How do you visualise faith? To the Wachowskis, that answer is choice. Upon further viewing, it’s surprising to see just how many times choices are visualized throughout the film. But it asks the same question every time. Do you choose to escape and avoid the harsh reality of truth, or do you choose to confront and believe it. When all odds are against Thomas, he chooses to believe in himself. That’s when we witness a transformation, a moment in which a simple man becomes a hero. And when our faith for the hero is finally proven right, it feels well deserved. This stage, by the way, is actually called resurrection, where the hero is “purified and transformed “through the most dangerous meeting with death.”

And perhaps this is where a lot of superhero films today fall short.
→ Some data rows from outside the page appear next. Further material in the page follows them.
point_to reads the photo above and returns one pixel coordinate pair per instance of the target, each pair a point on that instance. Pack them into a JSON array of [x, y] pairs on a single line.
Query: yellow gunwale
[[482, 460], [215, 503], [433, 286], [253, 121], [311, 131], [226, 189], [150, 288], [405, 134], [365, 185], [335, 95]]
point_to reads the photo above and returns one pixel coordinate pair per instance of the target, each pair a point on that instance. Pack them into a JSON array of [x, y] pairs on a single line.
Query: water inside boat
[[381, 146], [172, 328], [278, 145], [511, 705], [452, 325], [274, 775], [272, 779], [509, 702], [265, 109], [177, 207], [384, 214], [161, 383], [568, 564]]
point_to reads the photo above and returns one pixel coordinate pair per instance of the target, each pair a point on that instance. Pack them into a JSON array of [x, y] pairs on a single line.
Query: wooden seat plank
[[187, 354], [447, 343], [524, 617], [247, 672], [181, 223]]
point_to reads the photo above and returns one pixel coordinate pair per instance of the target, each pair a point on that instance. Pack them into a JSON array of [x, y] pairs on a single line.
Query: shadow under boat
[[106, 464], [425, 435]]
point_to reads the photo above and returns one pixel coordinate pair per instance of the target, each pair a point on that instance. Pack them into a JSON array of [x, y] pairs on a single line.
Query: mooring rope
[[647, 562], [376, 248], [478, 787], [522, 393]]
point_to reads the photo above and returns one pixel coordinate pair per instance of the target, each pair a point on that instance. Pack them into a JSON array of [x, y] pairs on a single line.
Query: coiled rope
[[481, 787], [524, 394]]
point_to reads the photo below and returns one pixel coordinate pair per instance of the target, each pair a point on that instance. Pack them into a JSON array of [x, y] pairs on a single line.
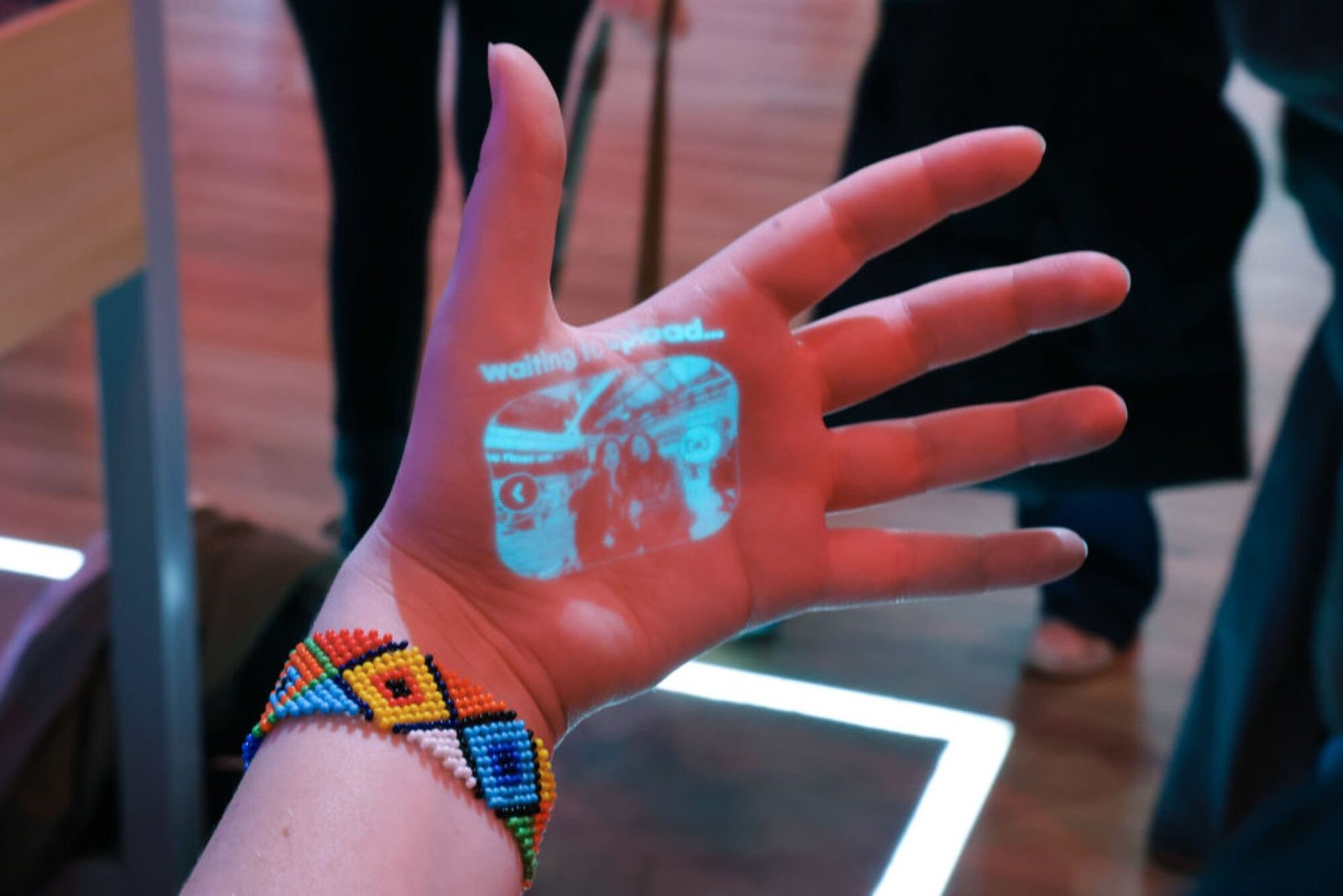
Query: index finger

Most of them choose to follow a safe, proven formula that neither raises the stakes, nor truly tests our hero. We’re supposed to simply accept them as heroes without knowing why it is that they deserve it. It makes for an easy viewing, but also a highly predictable one. There are of course a few exceptions, most notably in films like The Dark Knight, or recently, Black Panther. But it seems that many still fail to understand why it is that we love superheroes so much. As much as we love watching our heroes fight and win, it’s the side of them that makes them human, their vulnerability, but still the willingness to fight against all odds, that keeps us coming back. Because it’s only after moments like these, after a truly harrowing journey, that a real hero is born.